Habekah Cannon: My name is Habekah Cannon. I grew up in South Africa as a missionary for six years, between 1998 and 2004. And that was a really influential time in my life — it really created in me this idea or sense of giving back to the community and mission.
That was my upbringing. And then when I returned to North Carolina, I made up my mind very early that I was going to go to law school, and I was going to pursue a career as a public defender. I also think that that's very unique to my story because when you think of lawyers, you think about making money and corporate jobs. But that wasn’t the reason I decided to go and go to law school.
And so after school, I ended up working at the ACLU, then I worked in the public defender's office. At the ACLU, I worked on legal issues, and issues in the criminal justice system that dealt with marginalized communities, marginalized people, often poor, black, and brown people. I saw how this system treated them, and addressing that became my passion. So now I am starting my own practice, where I want to tackle those issues and inspire other private attorneys to take on these types of cases.
Sam: Where was the public defender’s office that you worked in?
Cannon: That was in Mecklenburg County (North Carolina, which encompasses the city of Charlotte). I worked there for two years. My title was Assistant Public Defender at the Mecklenburg County Public Defender’s Office.
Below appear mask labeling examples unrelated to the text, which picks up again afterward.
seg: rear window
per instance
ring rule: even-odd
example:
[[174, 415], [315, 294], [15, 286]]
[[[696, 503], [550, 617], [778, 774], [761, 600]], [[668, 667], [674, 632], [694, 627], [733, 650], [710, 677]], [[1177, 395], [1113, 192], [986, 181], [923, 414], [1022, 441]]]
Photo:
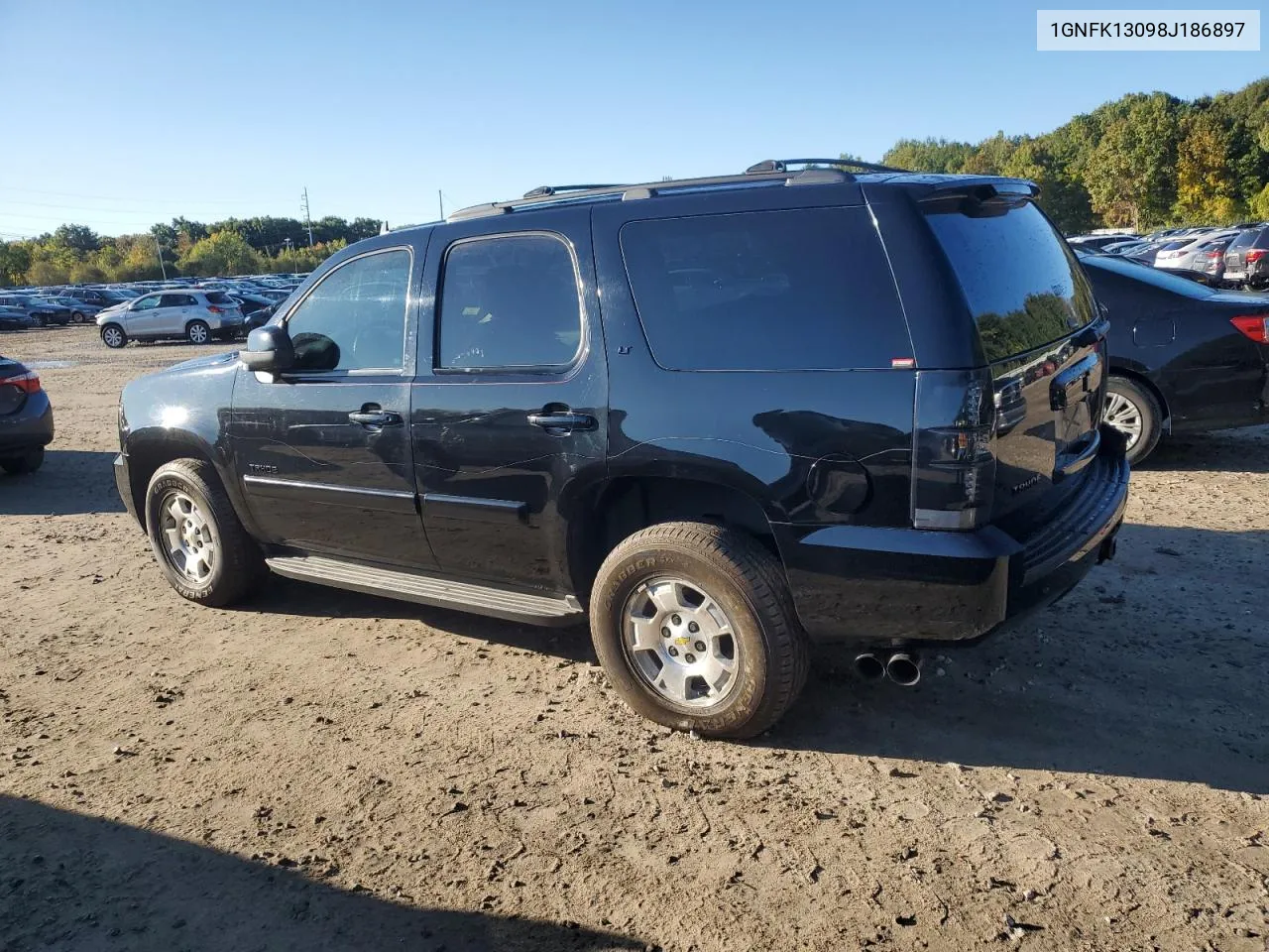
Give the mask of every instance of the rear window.
[[888, 369], [912, 354], [862, 207], [632, 221], [621, 244], [666, 369]]
[[989, 362], [1034, 350], [1094, 319], [1074, 254], [1029, 201], [930, 202], [926, 220], [956, 272]]
[[1230, 250], [1232, 251], [1236, 248], [1250, 248], [1251, 244], [1256, 240], [1256, 235], [1259, 234], [1260, 232], [1255, 231], [1254, 228], [1250, 231], [1244, 231], [1241, 235], [1233, 239], [1233, 241], [1230, 242]]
Sam: Where did you attend law school?
Cannon: I went to North Carolina Central University School of Law, and I graduated in 2017. After I graduated I started working on reform issues with the ACLU of North Carolina — addressing some of the legal court fines and fees and how they affect poor people in North Carolina.
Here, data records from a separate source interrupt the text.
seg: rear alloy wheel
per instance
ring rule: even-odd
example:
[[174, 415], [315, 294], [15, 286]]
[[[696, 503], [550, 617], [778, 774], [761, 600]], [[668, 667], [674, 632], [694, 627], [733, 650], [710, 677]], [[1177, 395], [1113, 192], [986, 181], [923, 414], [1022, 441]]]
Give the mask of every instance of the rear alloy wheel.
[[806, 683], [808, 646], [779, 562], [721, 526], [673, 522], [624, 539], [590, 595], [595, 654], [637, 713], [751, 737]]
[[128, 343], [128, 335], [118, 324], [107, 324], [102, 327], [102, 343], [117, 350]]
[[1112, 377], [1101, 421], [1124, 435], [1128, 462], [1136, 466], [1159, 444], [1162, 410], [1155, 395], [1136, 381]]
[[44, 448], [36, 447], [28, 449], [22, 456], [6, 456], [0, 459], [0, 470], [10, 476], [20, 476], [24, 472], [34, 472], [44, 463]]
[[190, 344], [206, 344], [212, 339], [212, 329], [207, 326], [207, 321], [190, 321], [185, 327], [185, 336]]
Sam: Then you started working as a public defender. What does a public defender do, exactly?
Cannon: As a public defender, we do not get to pick and choose our clients, and we don't get to pick and choose our cases. A public defender is a court-appointed attorney. So, the courts assign you to cases. And I was averaging a caseload of over 350 clients. During my two years there, I had 896 cases. I only represented people charged with misdemeanors. These aren’t people who are charged with murder or rape.
Sam: And this summer, you ended up leaving the job, right? That had to do with your activism after George Floyd was killed?
Yes, I was let go. I was forced out of that office because I was told that I did not draw a wide enough margin between my role as a public defender, and as an activist. I think that was a direct attempt to hinder and ultimately stop my activism. I [After that] I decided that starting my own law firm was the only appropriate path.
Sam: So, it sounds like they didn’t like your activism? You were working for a public office funded by the taxpayers, and that caused some issues with optics?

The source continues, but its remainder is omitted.